J'ai choisi de chevaucher le tigre d'une vie intensive, à travers de multiples activités, géographies et cultures. Depuis plus de 30 ans,  je me suis confronté dans mes projts photographiques à l'absurdité et à la violence sourde de la vie postmoderne dans laquelle j'étais plongé.  Elles se retrouvent dans l'architecture brutaliste et le développement des villes où je vivais (Paris, Shanghai), ou que je visitais (New-York, Tokyo, Hong-Kong ou New-Delhi), dans des no man’s lands ou tiers-lieux de circulation; enfin, dans la figure symbolique du Passant.

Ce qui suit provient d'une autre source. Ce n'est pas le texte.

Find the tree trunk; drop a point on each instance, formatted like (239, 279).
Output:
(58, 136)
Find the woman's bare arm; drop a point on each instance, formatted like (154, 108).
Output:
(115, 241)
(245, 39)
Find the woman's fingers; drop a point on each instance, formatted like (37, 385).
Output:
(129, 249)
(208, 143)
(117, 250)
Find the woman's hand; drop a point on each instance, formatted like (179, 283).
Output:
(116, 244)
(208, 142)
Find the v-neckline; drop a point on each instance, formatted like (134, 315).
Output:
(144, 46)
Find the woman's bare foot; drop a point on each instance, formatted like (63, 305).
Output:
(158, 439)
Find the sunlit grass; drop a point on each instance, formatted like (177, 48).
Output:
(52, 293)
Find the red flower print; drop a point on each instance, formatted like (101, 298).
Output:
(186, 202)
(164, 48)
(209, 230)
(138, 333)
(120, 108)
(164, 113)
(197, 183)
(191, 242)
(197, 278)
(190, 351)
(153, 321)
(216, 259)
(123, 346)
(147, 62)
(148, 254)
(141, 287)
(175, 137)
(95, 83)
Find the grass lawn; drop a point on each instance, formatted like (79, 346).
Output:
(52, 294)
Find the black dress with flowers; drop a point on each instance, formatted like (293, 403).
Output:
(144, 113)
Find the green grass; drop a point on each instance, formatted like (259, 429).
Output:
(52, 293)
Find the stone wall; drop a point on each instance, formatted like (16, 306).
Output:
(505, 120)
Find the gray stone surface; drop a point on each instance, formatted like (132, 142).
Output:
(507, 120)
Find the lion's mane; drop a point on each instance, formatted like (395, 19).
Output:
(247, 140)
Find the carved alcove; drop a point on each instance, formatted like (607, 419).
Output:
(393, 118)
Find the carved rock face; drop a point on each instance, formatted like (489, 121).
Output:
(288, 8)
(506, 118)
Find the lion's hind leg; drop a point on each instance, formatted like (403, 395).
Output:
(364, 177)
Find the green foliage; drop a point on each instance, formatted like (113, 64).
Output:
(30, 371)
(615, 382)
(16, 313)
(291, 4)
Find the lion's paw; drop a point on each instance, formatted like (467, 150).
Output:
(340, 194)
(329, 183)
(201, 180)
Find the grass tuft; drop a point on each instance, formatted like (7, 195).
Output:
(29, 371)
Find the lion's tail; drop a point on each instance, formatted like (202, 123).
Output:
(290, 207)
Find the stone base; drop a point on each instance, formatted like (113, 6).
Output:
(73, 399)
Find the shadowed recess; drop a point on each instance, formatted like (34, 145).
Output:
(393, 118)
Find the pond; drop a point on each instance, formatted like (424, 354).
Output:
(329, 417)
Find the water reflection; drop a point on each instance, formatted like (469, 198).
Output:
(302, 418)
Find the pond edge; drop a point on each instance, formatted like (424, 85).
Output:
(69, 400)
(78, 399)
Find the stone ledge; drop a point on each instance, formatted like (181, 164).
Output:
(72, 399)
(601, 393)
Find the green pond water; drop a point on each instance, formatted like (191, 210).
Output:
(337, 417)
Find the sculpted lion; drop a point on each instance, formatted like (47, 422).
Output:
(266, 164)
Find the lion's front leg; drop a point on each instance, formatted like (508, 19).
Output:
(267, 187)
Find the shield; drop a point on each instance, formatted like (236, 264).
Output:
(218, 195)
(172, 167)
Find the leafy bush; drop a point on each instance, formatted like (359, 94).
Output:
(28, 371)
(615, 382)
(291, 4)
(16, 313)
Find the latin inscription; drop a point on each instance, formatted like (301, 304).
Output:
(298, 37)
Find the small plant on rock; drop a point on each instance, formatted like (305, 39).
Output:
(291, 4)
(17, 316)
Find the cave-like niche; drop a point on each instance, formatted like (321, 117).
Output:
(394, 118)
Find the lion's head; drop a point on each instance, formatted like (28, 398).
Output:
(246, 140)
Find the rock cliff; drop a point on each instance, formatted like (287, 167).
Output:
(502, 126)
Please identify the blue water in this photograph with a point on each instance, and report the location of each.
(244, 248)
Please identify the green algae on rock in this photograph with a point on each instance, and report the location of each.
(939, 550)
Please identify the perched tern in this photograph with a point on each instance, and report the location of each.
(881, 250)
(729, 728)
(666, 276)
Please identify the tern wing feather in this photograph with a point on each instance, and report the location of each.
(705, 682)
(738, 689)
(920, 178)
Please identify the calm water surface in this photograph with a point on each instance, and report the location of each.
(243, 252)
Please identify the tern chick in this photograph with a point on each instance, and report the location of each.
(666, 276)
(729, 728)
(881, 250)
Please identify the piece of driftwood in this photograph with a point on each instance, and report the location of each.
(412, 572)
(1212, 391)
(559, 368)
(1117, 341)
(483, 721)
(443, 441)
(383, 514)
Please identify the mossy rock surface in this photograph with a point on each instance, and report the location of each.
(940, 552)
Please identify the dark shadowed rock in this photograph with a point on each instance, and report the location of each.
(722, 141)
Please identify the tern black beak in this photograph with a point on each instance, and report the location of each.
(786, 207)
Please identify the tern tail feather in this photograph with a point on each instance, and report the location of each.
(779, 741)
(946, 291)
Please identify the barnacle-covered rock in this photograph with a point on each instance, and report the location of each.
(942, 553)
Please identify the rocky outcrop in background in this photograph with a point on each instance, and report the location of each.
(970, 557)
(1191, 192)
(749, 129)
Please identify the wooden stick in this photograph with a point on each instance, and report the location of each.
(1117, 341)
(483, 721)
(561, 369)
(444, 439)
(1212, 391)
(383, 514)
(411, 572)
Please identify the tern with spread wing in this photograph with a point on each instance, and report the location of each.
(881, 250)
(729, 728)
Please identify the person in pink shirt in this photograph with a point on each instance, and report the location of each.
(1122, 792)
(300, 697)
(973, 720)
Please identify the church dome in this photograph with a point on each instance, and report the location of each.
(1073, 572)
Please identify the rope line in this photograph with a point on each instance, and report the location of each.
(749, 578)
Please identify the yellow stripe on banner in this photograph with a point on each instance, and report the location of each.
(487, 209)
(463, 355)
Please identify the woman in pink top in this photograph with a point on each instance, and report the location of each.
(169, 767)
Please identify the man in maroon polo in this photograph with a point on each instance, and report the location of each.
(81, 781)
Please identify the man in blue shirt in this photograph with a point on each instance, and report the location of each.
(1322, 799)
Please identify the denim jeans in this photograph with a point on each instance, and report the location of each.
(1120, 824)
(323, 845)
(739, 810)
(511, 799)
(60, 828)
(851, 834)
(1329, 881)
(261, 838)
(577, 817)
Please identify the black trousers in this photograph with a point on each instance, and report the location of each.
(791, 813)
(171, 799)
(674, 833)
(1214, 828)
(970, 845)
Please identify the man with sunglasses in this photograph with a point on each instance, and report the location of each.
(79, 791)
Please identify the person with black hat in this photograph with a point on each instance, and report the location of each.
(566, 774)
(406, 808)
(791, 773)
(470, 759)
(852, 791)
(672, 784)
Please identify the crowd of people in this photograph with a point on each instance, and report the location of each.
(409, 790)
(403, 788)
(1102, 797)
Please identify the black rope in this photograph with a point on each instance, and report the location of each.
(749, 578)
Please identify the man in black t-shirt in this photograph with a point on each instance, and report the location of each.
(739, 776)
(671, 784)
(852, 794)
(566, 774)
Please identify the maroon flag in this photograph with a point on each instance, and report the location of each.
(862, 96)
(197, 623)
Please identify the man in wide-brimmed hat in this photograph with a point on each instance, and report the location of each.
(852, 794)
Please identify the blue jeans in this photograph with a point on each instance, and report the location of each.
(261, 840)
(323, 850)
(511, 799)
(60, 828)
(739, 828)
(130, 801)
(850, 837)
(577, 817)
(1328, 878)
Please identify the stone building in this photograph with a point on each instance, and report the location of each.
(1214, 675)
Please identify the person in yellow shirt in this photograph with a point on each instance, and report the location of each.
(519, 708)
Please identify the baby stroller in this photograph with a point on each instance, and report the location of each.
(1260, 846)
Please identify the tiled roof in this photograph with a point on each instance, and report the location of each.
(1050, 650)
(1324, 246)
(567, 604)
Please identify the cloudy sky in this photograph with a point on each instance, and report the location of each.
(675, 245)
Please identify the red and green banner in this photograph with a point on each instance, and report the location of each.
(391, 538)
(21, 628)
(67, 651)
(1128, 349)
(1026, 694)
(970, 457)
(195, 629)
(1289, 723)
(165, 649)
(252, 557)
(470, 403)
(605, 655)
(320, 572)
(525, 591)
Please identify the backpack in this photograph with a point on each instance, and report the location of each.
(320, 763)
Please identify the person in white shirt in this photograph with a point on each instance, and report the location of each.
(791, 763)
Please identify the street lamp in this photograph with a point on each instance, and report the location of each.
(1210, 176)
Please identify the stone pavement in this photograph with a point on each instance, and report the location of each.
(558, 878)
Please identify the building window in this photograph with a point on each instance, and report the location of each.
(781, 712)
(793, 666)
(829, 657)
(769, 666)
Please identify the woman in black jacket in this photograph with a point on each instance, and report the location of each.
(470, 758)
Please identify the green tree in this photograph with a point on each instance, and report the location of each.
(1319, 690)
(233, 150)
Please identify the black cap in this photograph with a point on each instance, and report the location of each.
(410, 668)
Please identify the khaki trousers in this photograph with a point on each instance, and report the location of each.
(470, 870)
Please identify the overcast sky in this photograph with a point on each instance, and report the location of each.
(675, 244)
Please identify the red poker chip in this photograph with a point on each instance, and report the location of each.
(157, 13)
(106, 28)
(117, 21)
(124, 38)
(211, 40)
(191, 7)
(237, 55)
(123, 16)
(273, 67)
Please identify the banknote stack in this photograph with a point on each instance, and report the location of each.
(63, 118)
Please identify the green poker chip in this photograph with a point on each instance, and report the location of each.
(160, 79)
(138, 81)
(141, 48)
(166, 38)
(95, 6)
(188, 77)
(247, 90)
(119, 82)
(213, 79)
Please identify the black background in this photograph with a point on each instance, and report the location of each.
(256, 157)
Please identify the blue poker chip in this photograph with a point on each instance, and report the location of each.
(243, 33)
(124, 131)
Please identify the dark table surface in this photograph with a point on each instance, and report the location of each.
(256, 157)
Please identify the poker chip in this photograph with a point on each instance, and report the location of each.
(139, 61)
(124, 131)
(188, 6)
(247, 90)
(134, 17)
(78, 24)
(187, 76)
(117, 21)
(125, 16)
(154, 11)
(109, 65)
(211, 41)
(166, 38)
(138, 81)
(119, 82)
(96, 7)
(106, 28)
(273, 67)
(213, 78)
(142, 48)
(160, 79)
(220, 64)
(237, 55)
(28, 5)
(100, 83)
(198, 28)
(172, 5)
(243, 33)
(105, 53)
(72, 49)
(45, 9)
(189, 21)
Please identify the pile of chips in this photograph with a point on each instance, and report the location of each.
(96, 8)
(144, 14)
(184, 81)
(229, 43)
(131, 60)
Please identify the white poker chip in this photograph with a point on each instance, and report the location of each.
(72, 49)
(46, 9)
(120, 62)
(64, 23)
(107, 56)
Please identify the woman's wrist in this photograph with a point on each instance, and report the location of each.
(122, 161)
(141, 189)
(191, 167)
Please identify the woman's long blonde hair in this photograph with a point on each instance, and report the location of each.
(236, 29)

Comment trouver sa place et du sens dans des environnements aussi déshumanisés et désacralisés ? Il en résulte un sentiment d'isolement et d'anonymat au milieu d'un flot de passants, guidés vers on ne sait quoi, soumis à un contrôle imperceptible mais strict.




Brutalisme
Perdus dans la brume
Les docks anesthésiés par la nuit suivent leur propre trace
La neige tombe de lassitude,
En fumée blanche et obèse.
Nous longeons les usines de briques
Les grilles, les haut-fourneaux 
L’autoroute courbe
Les symboles et les fausses lumières
Une fuite dans une direction unique
Flots, cadences, 
Personne.




Espoir

Il y avait dans le bleu du ciel
Un fragment de ce rêve
Que je n’ai jamais osé
Voler





In My Solitude

Seul au seuil d’une nuit sans songe
Révant au contour parfait
D’un cercle inconnu
J’ai vécu





Passants

Nulle part où partir
Nulle part où traîner
Ni Alpha, ni Omega
Tournant en cercles insignifiants
Sonnant les cloches de la solitude
Et des ruées épuisées
Nous sommes des passants.

Jetés sur un trottoir voisin
Sous des lumières sans étoffe
Nous agrippons des rails rouillés et des idées perdues
Et respirons l'air frais dans le consumérisme
Notre accomplissement réside dans le béton
Notre amour dans les miroirs
Nous cherchons le pardon dans la vitesse
Et les péchés dans des boîtes de conserve.
Nous sommes tous des passants.  

Les chemises blanches projettent une lumière trompeuse
La nuit paraît aussi lumineuse que le jour
Les ombres se croisent sans peur
L'ordre ancien est brisé
Qui garde le feu sacré et le rêve allumé ?
Aveuglés par la poussière du pouvoir
Ligottés par des erreurs convenues
Il est difficile de nager à contre-courant
Et même de regarder en arrière vers la source
Seuls

Et nous restons sans-abri dans nos logements bondés.  

Ô Passant,
Regarde le nuage
Et dis à la Rue que nous sommes ici
Pour obéir à ses ordres.

(traduit de l’anglais par l’auteur)





Tiré de séries réalisées entre 1992 et 2016, à New-York, Paris, Shanghai et en Chine.